母指と示指は、Cの字を描くようにしてマスクを把持する。そして、そのマスクで鼻と口全体を過不足なく覆う。マスクは顔面に垂直にあて、マスクの周りからのエアリークがないようにする。エアリークのないようにマスクを患者の顔面にフィットさせることは意外に難しく、マスク・バッグ換気が有効にできない原因となることが多い。常日頃から練習を心がけたいポイントである。
3)下顎保持、頚部伸展によって気道を開通させる。
母指と示指以外の3指は、Eの字の形をとるように下顎角を保持し、やさしく頚部を伸展させる。乳児の場合は頭部が大きく、喉頭隆起が発達しており、そのまま仰臥位にすると頚部が前屈して気道が閉塞することがある。この場合には、薄めの肩枕を入れることにより自然な頚部の位置が保たれることがある。また、手指全体で患者の下顎を鷲掴みにすると、気道軟部組織を圧迫して気道閉塞を起こすことがあるので注意する。あくまで、母指と示指以外の3指で下顎角(骨のみ)を保持するよう心がける。
以上の2,3をC-E保持法という。
C 循環(Circulation)
まず心拍の確認を行う。ここで心拍が本当にないのか、あるいは自分が触知できないだけなのか、ということは大きな問題である。日頃から、いろいろな年齢の小児の脈を触知して慣れておくことが大事である。迷う場合には、循環徴候(自発呼吸・咳・体動)を確認する。脈拍の触知に自信がなくても、循環徴候のある患者は、少なくとも心停止状態ではありえない。脈が触知されない場合、乳児や循環動態の悪い小児で脈が60回/分以下の場合、また、循環徴候のない場合は心臓マッサージを開始する。

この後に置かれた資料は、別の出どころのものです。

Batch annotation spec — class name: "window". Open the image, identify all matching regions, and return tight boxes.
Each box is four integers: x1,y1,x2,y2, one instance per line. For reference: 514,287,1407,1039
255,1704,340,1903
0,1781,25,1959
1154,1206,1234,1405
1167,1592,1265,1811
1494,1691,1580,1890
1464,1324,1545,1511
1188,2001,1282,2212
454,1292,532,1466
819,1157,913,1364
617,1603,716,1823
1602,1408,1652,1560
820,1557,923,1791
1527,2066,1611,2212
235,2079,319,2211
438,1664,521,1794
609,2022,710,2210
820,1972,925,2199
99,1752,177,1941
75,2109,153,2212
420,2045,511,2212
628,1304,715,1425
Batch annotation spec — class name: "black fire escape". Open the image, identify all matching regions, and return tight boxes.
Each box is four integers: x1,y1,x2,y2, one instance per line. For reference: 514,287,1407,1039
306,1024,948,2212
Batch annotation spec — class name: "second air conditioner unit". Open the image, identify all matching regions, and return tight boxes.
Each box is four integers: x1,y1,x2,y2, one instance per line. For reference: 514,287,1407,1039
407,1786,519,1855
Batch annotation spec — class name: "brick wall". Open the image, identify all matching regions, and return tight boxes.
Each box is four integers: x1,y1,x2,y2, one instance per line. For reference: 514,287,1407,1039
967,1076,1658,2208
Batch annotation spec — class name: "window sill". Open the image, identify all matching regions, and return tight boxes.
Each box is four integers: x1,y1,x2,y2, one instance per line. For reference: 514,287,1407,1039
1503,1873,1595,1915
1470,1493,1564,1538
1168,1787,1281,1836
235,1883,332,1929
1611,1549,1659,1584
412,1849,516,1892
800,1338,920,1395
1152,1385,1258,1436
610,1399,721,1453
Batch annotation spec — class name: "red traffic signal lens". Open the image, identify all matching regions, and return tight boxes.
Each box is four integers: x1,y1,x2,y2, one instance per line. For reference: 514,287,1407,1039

成人および年長児 | 1-8歳 | 乳児 | 新生児 | |
脈拍確認 | 頸動脈 | 頸動脈 | 上腕動脈
(大腿動脈) |
臍動脈
(胸部聴診) |
押す部位 | 胸骨体下半分 | 胸骨体下半分 | 胸骨体下半分、左右乳首を結んだ線より1横指下 | 胸骨体下1/3
左右乳首を結んだ線直下 |
使う手の部位 | 手のひらの下半分にもう一方の手を重ねる | 手のひらの下半分 | 両拇指を胸骨前に他8指を背面に
または片手第3、4指を胸骨前に |
両拇指を胸骨前に、他8指を背面に |
深さ | 4-5cm | 背中までの距離の1/2-1/3 | 背中までの距離の1/2-1/3 | 背中までの距離の1/3 |
回数(毎分) | 100 | 100 | 最低100 | 心マ+換気の合計が120 |
心マ:換気 | 5:1 | 5:1
3秒間に5回心マ1回呼吸 |
5:1 | 3:1 |
ここが押すところ
胴体を両手で包み込んで両方の親指で押す。
教科書には片手と書いてあるが力が入らず疲労も大きい
前のめりになって全身で押す。3秒で1サイクル。非常に速い
全身で押すこと。
腕が曲がっては有効に押せない
もっと前のめりにしないといけない。腕も曲がっている。
(動画が入ります)
救急処置が必要なことが多い小児の病気
1. 痙攣
衣服を緩め、気道確保をしっかりと。嘔吐にも対応できるような体位で。
痙攣既往があり、抗痙攣剤(ダイアップなど)を持っていればすぐに使用し来院する。痙攣は早く止めるに越したことはない。
発熱の有無は?
痙攣のタイプは?
持続時間は?
2. 溺水
心肺蘇生に尽きる。病院到着時の状態が、その子の人生を左右する。
3. 異物誤飲
吐かせてはいけないもの…意識消失、昏睡、痙攣のある児。
石油、灯油、シンナー、ガソリンなどの揮発性物質。
強酸・強アルカリなどの腐食性物質。
水や牛乳を飲んではいけないもの…タバコ。
異物の除去方法
乳児に対しては、背部叩打・胸部圧迫を。それ以上の年齢の小児には腹部圧迫(ハイムリッヒ法)を行う。いずれも胸腔内圧を上げることにより急速な呼気をつくり、異物を除去する。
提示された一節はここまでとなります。